We get to the spot and hop out of the car. There is almost nothing visible on the horizon, just an endless flat stretch of snow. I stand out in the expanse, staring in wonder at the black sky that blankets us, the stars twinkling in the darkness. The perfect half moon glows so brightly, I keep mistaking it for a headlight out of the corner of my eye.

“Look, they’re starting over there!” Claire points over my head. I see a faint strip of light dancing across the dark sky. We keep waiting for them to glow more brightly, hop in and out of the car to stay warm. We try a few different spots, but they seem to dim more than light up. Tonight is a bust, we decide.
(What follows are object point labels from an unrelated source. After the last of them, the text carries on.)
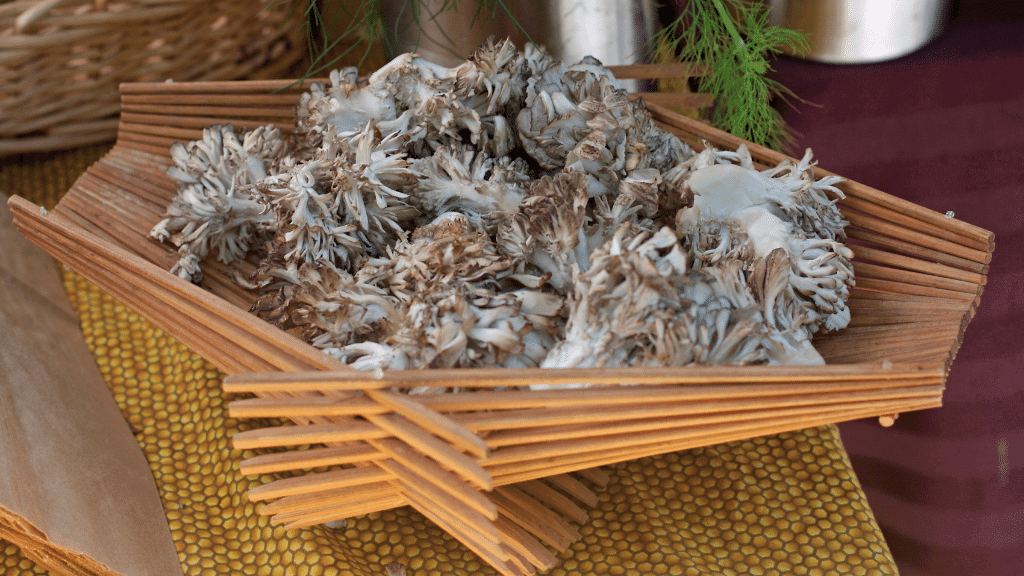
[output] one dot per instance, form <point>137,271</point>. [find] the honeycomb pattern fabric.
<point>777,505</point>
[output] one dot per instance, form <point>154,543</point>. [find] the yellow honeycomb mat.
<point>777,505</point>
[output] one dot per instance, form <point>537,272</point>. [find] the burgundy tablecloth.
<point>943,127</point>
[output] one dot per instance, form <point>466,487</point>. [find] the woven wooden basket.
<point>497,468</point>
<point>61,60</point>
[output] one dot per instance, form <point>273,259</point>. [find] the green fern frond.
<point>735,39</point>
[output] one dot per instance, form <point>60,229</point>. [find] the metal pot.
<point>861,31</point>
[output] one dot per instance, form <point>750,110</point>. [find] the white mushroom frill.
<point>511,211</point>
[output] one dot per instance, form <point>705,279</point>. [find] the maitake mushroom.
<point>511,211</point>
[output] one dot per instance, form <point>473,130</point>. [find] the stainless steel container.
<point>861,31</point>
<point>614,32</point>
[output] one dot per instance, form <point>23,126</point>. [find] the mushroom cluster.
<point>511,211</point>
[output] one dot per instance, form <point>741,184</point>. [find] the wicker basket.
<point>61,60</point>
<point>470,461</point>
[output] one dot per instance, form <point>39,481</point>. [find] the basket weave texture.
<point>61,60</point>
<point>920,279</point>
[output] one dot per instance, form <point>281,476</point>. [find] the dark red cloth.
<point>944,128</point>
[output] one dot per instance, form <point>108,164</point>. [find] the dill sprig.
<point>734,39</point>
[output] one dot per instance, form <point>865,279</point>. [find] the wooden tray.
<point>473,462</point>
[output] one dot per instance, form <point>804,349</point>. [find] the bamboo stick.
<point>231,99</point>
<point>512,474</point>
<point>636,395</point>
<point>628,395</point>
<point>572,487</point>
<point>493,552</point>
<point>304,459</point>
<point>276,437</point>
<point>534,518</point>
<point>880,225</point>
<point>431,421</point>
<point>174,112</point>
<point>305,406</point>
<point>902,219</point>
<point>520,541</point>
<point>218,87</point>
<point>432,471</point>
<point>598,415</point>
<point>506,377</point>
<point>887,285</point>
<point>316,483</point>
<point>156,123</point>
<point>596,476</point>
<point>348,509</point>
<point>915,264</point>
<point>436,449</point>
<point>337,497</point>
<point>862,270</point>
<point>902,247</point>
<point>554,500</point>
<point>441,499</point>
<point>531,443</point>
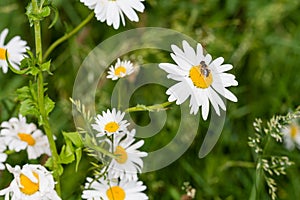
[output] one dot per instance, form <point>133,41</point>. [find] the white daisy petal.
<point>30,182</point>
<point>113,11</point>
<point>120,70</point>
<point>105,189</point>
<point>19,135</point>
<point>15,49</point>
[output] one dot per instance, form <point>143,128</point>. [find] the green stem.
<point>68,35</point>
<point>156,107</point>
<point>41,100</point>
<point>233,163</point>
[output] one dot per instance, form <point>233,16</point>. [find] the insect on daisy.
<point>110,123</point>
<point>291,136</point>
<point>32,182</point>
<point>3,156</point>
<point>19,135</point>
<point>112,189</point>
<point>112,11</point>
<point>15,50</point>
<point>121,69</point>
<point>129,159</point>
<point>199,77</point>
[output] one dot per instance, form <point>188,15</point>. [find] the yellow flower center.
<point>29,187</point>
<point>111,127</point>
<point>115,193</point>
<point>121,155</point>
<point>27,138</point>
<point>120,70</point>
<point>2,54</point>
<point>201,75</point>
<point>293,131</point>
I’m sure I’ll have another chance to see them sometime. But the feeling of standing under that endless sky with the stars – that feeling itself has already been magical.


We’re off work the next morning and the sun is peeking brightly through my blinds. Claire and I decide it’s the perfect time for a good hike. We make our first stop at the dog house on the street behind where we live. There’s a shaggy mom, tied to the fence by a long rope. She’s excited, as always, to see us. Claire found a bag of dog food in her apartment and has been trying to feed her, but she’s still famished and beyond skinny. She’s breastfeeding her five pups who sit huddled together in the corner of their doghouse, shivering from the cold. They come out to greet us, and I try to cuddle them and warm them, but they still whimper in the frigid temperatures. Claire notices a wound on the back of mama’s leg, maybe from the chafing of the rope when she gets too excited and ties herself up in it. We worry that they won’t survive this winter.
We continue our trek, climbing over the hill behind the community. The sun paints gorgeous hues of blue and orange across the sky and snow. Claire, much taller than I, and smart enough to own snowpants, takes smaller strides so that I can step in her footprints. I still sink calf-deep into the snow.
We follow the skidoo tracks to look for people ice-fishing. My breath is condensing on my eyelashes, and they keep sticking together as we walk far out onto the frozen lake. I pull out my camera again. Just one more photo, I beg it. But I turn it on and it immediately retracts the lens. It’s too cold for my electronics to work out here. Claire manages to snap two photos before her phone dies too. As we approach the ice-fishers, their dog gallops over, almost falling over in excitement to see us. She won’t stop jumping on us.
I watch them fish, fascinated. A man hangs his fishing line in the hole and jigs it a few times. Then, with a flick of his arm, a fish comes flying out on the end of his line. He smacks it on the head, then adds it to his impressive pile of fish, all very frozen, all very dead. We decide to head home after a little while, needing to keep moving before we freeze and fall over. But the dog keeps following us, wrapping her front paws around my leg and trying to chew my mitt off. Her owner whistles at her as they head out, and she finally turns and chases after the skidoo.

I have always hated being cold. But somehow, standing out here in the sub-zero temperatures, barely able to feel my face, I still can’t help but marvel at how breathtaking it all is, what a beautiful Lord’s day it has been.


  1. "...what a beautiful Lord’s day it has been." Love that line.

    Those precious pups <3 Fingers crossed with the SPCA.